Figure 3: Hyper-parameter analysis on NGs, demonstrating stability of ACC and NMI across varying B and K.
Implementation Considerations
- Computational Requirements: The SGDF module introduces additional computational overhead due to multiple diffusion sampling and iterative denoising. Efficient implementation of the MLP denoiser and parallelization of the sampling process are recommended for scalability.
- Robustness: The generative nature of SGDF provides resilience to missing and noisy data, making GDCN suitable for real-world multi-view scenarios where data quality is heterogeneous.
- Deployment: The modular design allows for flexible integration with existing MVC pipelines. The use of K-Means for clustering ensures compatibility with standard unsupervised learning workflows.
- Parameter Selection: The insensitivity to B and K simplifies hyper-parameter tuning, facilitating practical deployment.

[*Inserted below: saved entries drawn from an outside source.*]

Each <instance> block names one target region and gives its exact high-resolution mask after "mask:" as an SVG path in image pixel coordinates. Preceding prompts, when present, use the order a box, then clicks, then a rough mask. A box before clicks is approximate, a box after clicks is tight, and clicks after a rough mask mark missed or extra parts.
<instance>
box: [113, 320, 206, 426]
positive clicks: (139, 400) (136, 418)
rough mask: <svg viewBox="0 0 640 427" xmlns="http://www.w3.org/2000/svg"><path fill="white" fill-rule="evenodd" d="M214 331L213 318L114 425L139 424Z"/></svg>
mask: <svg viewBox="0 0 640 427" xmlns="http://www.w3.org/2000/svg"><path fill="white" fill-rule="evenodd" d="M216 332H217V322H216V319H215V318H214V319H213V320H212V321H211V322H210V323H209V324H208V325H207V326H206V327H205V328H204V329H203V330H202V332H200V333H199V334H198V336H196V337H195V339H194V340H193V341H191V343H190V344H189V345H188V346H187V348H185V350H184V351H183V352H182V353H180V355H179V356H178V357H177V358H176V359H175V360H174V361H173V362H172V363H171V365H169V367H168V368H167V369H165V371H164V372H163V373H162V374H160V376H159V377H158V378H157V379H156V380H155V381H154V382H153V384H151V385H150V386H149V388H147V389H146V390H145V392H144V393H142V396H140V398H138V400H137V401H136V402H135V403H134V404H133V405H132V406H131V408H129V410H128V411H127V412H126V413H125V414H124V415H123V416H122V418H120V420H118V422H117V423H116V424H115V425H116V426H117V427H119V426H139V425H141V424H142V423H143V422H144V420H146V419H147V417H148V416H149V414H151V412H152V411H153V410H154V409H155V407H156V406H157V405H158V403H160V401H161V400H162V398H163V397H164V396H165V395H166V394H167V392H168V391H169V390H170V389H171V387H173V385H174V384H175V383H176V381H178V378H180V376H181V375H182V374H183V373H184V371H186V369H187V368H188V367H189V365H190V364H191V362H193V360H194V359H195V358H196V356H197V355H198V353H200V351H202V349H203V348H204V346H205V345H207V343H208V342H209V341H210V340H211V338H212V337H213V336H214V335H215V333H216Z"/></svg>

Theoretical and Practical Implications
The introduction of diffusion models into multi-view clustering represents a significant methodological advance, bridging generative modeling and representation learning. SGDF's robustness to low-quality data addresses a key limitation of prior fusion strategies (e.g., summation, concatenation, attention), which are often brittle in the presence of noise or missing views. The contrastive learning module further enhances the alignment and consistency of representations, a critical factor in MVC.
The strong empirical results suggest that generative diffusion-based fusion can be generalized to other multi-modal and multi-source learning tasks. Future work may explore the integration of more sophisticated diffusion architectures, adaptive sampling strategies, and the extension to incomplete or semi-supervised clustering settings.
Conclusion
GDCN establishes a new benchmark for deep multi-view clustering by combining autoencoder-based representation learning, robust generative diffusion fusion, and contrastive alignment. The SGDF module is particularly effective in mitigating the adverse effects of low-quality data, and the overall framework demonstrates superior clustering performance across diverse datasets. The approach is computationally tractable, robust to hyper-parameter choices, and readily adaptable to practical multi-view learning scenarios. Future research may extend these concepts to broader multi-modal fusion and clustering applications.